AnyTalker: Scaling Multi-Person Talking Video Generation with Interactivity Refinement
Zhizhou Zhong, Yicheng Ji, Zhe Kong, Yiying Liu, Jiarui Wang, Jiasun Feng, Lupeng Liu, Xiangyi Wang, Yanjia Li, Yuqing She, Ying Qin, Huan Li, Shuiyang Mao, Wei Liu, Wenhan Luo
2025-12-01
Summary
This paper introduces AnyTalker, a new system for creating realistic videos of multiple people talking, all driven by just an audio track.
What's the problem?
Making videos of multiple people interacting is hard because getting enough video footage of groups of people is expensive and time-consuming. Existing methods struggle to create believable interactions between multiple people and to control each person's identity accurately when generating the video from audio.
What's the solution?
AnyTalker solves this by using a special kind of AI architecture that focuses on processing information about each person's identity and the audio separately, but in a way that allows them to interact.
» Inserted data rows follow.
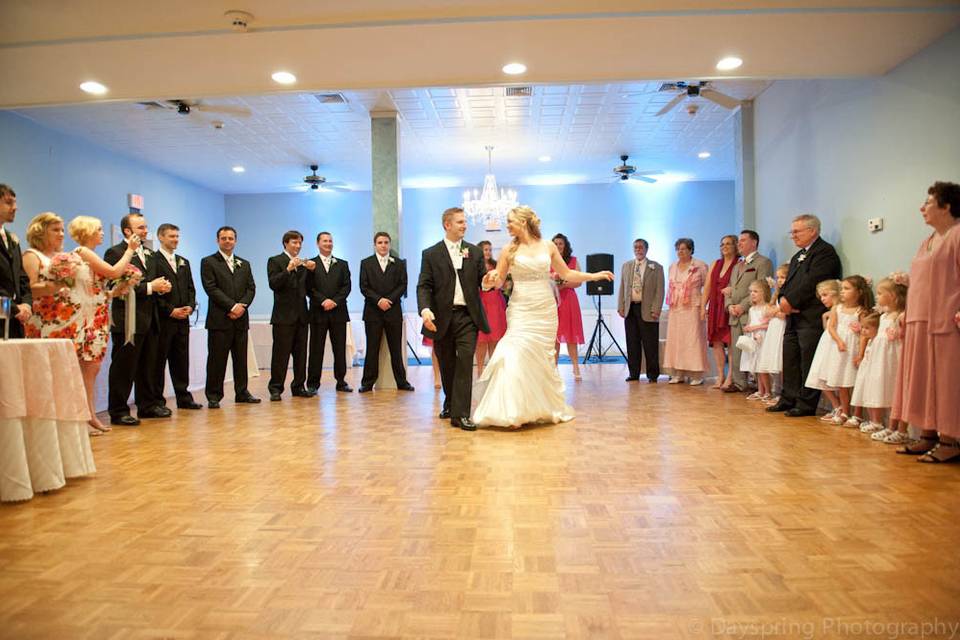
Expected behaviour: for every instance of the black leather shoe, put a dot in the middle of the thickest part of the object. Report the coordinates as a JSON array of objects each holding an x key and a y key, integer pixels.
[
  {"x": 780, "y": 406},
  {"x": 464, "y": 423},
  {"x": 155, "y": 412}
]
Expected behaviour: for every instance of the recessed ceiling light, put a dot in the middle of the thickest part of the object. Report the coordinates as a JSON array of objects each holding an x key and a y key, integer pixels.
[
  {"x": 284, "y": 77},
  {"x": 95, "y": 88},
  {"x": 729, "y": 63}
]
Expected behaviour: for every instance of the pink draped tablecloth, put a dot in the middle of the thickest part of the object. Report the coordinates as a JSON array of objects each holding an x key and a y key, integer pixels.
[{"x": 43, "y": 418}]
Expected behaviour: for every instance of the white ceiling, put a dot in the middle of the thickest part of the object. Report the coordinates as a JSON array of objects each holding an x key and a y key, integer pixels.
[{"x": 584, "y": 128}]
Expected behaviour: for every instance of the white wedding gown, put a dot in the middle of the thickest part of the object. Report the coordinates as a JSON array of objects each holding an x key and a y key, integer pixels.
[{"x": 520, "y": 385}]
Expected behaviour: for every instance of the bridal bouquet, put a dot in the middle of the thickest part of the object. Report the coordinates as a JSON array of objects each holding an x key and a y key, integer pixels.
[
  {"x": 63, "y": 268},
  {"x": 128, "y": 281}
]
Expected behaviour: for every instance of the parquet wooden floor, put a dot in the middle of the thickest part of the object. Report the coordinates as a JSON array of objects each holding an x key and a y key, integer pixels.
[{"x": 660, "y": 512}]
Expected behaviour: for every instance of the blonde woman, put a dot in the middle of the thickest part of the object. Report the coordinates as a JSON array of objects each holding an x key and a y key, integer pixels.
[
  {"x": 521, "y": 385},
  {"x": 89, "y": 294}
]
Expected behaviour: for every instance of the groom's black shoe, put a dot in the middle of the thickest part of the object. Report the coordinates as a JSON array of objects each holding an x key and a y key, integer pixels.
[{"x": 464, "y": 423}]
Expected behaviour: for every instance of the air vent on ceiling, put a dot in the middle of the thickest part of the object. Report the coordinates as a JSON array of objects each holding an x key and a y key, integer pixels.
[
  {"x": 330, "y": 98},
  {"x": 519, "y": 91}
]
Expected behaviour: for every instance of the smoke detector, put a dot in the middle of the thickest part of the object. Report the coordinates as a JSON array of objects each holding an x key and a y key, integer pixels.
[{"x": 239, "y": 20}]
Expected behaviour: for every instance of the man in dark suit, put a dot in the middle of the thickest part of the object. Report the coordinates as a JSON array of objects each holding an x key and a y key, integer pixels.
[
  {"x": 816, "y": 261},
  {"x": 287, "y": 274},
  {"x": 230, "y": 289},
  {"x": 639, "y": 303},
  {"x": 448, "y": 295},
  {"x": 173, "y": 312},
  {"x": 383, "y": 281},
  {"x": 14, "y": 283},
  {"x": 751, "y": 267},
  {"x": 133, "y": 360},
  {"x": 328, "y": 287}
]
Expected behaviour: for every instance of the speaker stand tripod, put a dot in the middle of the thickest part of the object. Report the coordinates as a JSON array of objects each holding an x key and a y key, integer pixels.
[{"x": 595, "y": 348}]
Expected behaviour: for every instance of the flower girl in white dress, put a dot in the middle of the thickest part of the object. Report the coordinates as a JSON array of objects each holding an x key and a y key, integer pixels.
[{"x": 520, "y": 384}]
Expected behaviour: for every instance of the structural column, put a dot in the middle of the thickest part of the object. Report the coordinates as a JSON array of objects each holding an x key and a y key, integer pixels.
[
  {"x": 385, "y": 155},
  {"x": 745, "y": 183}
]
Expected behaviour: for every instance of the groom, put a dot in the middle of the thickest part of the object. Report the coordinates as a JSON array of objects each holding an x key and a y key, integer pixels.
[{"x": 449, "y": 301}]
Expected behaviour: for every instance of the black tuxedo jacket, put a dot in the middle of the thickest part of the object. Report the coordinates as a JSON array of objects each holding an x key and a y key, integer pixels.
[
  {"x": 334, "y": 285},
  {"x": 146, "y": 310},
  {"x": 375, "y": 284},
  {"x": 182, "y": 293},
  {"x": 289, "y": 291},
  {"x": 820, "y": 263},
  {"x": 436, "y": 286},
  {"x": 225, "y": 289},
  {"x": 14, "y": 282}
]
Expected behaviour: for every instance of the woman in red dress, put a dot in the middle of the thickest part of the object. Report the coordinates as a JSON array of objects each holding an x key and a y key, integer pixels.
[
  {"x": 718, "y": 322},
  {"x": 569, "y": 320},
  {"x": 496, "y": 309}
]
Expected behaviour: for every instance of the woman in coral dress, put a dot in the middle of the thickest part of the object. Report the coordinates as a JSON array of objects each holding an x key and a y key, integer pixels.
[
  {"x": 718, "y": 321},
  {"x": 495, "y": 306},
  {"x": 685, "y": 355},
  {"x": 569, "y": 320}
]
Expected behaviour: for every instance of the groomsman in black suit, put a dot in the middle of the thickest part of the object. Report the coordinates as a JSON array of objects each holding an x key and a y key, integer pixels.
[
  {"x": 134, "y": 362},
  {"x": 230, "y": 288},
  {"x": 287, "y": 274},
  {"x": 174, "y": 310},
  {"x": 328, "y": 287},
  {"x": 816, "y": 261},
  {"x": 14, "y": 283},
  {"x": 448, "y": 294},
  {"x": 383, "y": 281}
]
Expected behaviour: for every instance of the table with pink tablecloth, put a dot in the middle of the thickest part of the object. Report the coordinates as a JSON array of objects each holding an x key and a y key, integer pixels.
[{"x": 43, "y": 418}]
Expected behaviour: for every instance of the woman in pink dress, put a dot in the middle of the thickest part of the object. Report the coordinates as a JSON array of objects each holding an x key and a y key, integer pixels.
[
  {"x": 718, "y": 322},
  {"x": 569, "y": 320},
  {"x": 496, "y": 309},
  {"x": 685, "y": 356},
  {"x": 926, "y": 388}
]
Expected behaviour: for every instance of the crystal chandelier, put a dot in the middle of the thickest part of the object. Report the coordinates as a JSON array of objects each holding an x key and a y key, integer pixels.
[{"x": 490, "y": 206}]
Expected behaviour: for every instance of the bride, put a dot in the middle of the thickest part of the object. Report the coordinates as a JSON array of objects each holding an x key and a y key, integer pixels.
[{"x": 520, "y": 384}]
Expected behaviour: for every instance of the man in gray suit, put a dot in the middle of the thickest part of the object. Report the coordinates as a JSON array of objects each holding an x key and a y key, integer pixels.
[
  {"x": 752, "y": 266},
  {"x": 639, "y": 302}
]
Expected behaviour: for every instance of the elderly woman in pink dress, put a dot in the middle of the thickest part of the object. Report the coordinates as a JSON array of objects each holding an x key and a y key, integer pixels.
[
  {"x": 926, "y": 392},
  {"x": 685, "y": 356}
]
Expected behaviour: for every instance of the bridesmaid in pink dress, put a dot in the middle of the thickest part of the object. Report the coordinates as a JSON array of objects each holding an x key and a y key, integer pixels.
[
  {"x": 685, "y": 355},
  {"x": 496, "y": 309},
  {"x": 718, "y": 321},
  {"x": 926, "y": 389},
  {"x": 569, "y": 319}
]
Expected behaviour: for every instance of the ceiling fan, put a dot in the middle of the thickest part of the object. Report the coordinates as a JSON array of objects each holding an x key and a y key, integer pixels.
[
  {"x": 314, "y": 182},
  {"x": 692, "y": 90},
  {"x": 186, "y": 107},
  {"x": 626, "y": 172}
]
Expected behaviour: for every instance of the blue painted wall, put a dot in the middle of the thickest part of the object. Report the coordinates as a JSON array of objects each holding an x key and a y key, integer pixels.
[
  {"x": 596, "y": 218},
  {"x": 51, "y": 171}
]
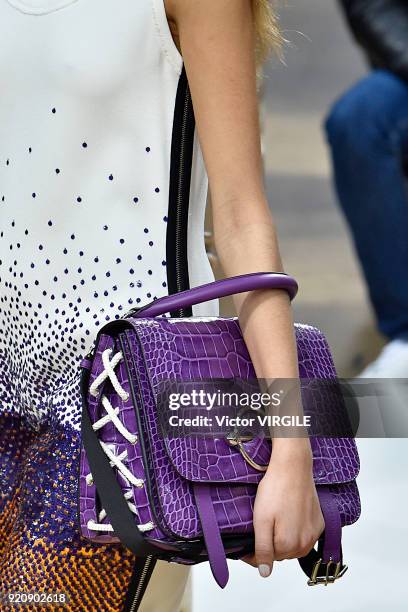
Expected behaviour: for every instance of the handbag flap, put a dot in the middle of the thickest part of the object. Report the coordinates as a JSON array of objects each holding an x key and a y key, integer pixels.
[{"x": 203, "y": 347}]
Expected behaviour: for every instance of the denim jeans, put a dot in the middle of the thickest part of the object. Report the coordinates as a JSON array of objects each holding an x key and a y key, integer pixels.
[{"x": 367, "y": 130}]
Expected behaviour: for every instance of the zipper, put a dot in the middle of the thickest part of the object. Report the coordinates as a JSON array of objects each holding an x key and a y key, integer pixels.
[
  {"x": 141, "y": 582},
  {"x": 179, "y": 193}
]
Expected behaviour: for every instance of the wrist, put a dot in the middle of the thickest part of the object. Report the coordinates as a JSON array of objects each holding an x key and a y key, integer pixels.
[{"x": 296, "y": 451}]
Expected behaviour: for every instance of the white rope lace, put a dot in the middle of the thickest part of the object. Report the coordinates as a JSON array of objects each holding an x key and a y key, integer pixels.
[{"x": 112, "y": 416}]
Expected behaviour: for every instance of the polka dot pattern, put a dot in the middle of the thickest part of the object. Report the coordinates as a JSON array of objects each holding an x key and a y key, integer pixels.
[{"x": 64, "y": 274}]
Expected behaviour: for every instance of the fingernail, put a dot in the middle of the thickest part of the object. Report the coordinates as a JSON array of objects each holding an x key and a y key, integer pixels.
[{"x": 264, "y": 570}]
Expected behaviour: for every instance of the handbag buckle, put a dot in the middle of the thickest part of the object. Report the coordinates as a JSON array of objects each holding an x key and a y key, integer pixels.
[
  {"x": 328, "y": 578},
  {"x": 236, "y": 440}
]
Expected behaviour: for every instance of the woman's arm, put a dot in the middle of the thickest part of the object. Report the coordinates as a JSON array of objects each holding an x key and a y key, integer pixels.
[{"x": 216, "y": 38}]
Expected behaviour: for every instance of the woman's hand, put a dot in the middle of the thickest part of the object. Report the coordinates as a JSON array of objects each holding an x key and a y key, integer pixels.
[
  {"x": 216, "y": 38},
  {"x": 287, "y": 515}
]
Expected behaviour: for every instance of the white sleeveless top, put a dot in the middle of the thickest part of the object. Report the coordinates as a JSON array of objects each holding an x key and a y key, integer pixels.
[{"x": 87, "y": 99}]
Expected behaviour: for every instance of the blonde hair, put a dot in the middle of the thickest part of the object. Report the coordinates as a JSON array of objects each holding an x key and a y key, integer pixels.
[{"x": 268, "y": 35}]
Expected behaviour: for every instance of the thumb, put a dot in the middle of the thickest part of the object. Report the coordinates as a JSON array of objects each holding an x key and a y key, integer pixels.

It's trained mostly on videos of *single* people talking, and then fine-tuned with a small amount of real multi-person video to improve how natural the interactions look. They also created a new way to measure how good the generated videos are, focusing on both how well the lips match the audio and how naturally the people interact.
Why it matters?
This research is important because it makes it much easier and cheaper to generate realistic videos with multiple people. This could be useful for creating virtual meetings, special effects in movies, or even personalized video content, without needing to film real people in those scenarios. It strikes a good balance between needing a lot of data and being able to create videos with many different people.
Abstract
Recently, multi-person video generation has started to gain prominence. While a few preliminary works have explored audio-driven multi-person talking video generation, they often face challenges due to the high costs of diverse multi-person data collection and the difficulty of driving multiple identities with coherent interactivity. To address these challenges, we propose AnyTalker, a multi-person generation framework that features an extensible multi-stream processing architecture. Specifically, we extend Diffusion Transformer's attention block with a novel identity-aware attention mechanism that iteratively processes identity-audio pairs, allowing arbitrary scaling of drivable identities. Besides, training multi-person generative models demands massive multi-person data. Our proposed training pipeline depends solely on single-person videos to learn multi-person speaking patterns and refines interactivity with only a few real multi-person clips. Furthermore, we contribute a targeted metric and dataset designed to evaluate the naturalness and interactivity of the generated multi-person videos. Extensive experiments demonstrate that AnyTalker achieves remarkable lip synchronization, visual quality, and natural interactivity, striking a favorable balance between data costs and identity scalability.